Skip to main content

Walder Award

Northwestern’s annual Martin E. and Gertrude G. Walder Award for Research Excellence is awarded to one faculty member each year for excellence in research. It carries with it a stipend of $20,000.

The Walder Award was established by Dr. Joseph A. Walder, who earned a master’s degree in chemistry from Northwestern in 1972 and an M.D. degree in 1975. He has also established a permanently endowed professorship at Northwestern, the Irving M. Klotz Research Professorship.

Congratulations to the 2024 Recipient

Sarah B. Lawsky

Sarah B. Lawsky

Stanford Clinton Sr. and Zylpha Kilbride Clinton Research Professor of Law, Pritzker School of Law

Sarah Lawsky is a tax lawyer and philosophical logician who brings together her two disciplines to confront foundational questions about the capacity of law to be formalized—to be expressed in deterministic logical terms suitable for mathematical (and hence computational) processing.

She is being recognized for her international impact at the intersection of law, artificial intelligence, and real-world policy questions of government revenue and equity, as well as the local impact she makes by teaching tax law at Northwestern.

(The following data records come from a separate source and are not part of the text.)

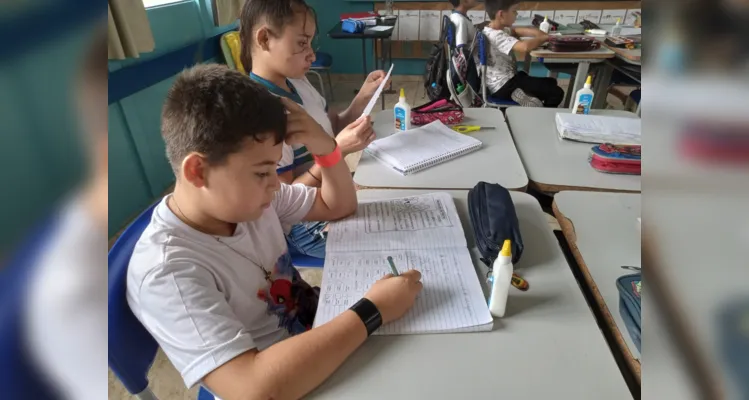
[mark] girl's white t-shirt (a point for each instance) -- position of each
(297, 158)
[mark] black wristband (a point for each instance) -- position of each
(369, 314)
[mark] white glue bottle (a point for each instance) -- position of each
(583, 98)
(617, 29)
(501, 280)
(402, 112)
(545, 26)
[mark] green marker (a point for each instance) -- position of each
(392, 266)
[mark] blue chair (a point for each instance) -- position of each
(19, 377)
(323, 62)
(489, 101)
(131, 348)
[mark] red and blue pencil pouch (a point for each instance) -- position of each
(616, 159)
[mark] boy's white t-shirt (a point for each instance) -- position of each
(203, 302)
(296, 157)
(500, 63)
(464, 29)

Lawsky is the author of numerous landmark articles on tax law, including recent work on statistical artificial intelligence. She and co-authors from computer science have also created domain-specific programming language, called Catala, for the purposes of formalizing tax law. In recognition of her contributions to this project, Lawsky was honored as an International Chair at France’s National Institute for Research in Digital Science and Technology (Inria) for 2024-2028. This Chair will permit Lawsky to split her time between Northwestern and Inria Paris in order to further develop Catala with her collaborators and move ever closer to fair and administrable tax law.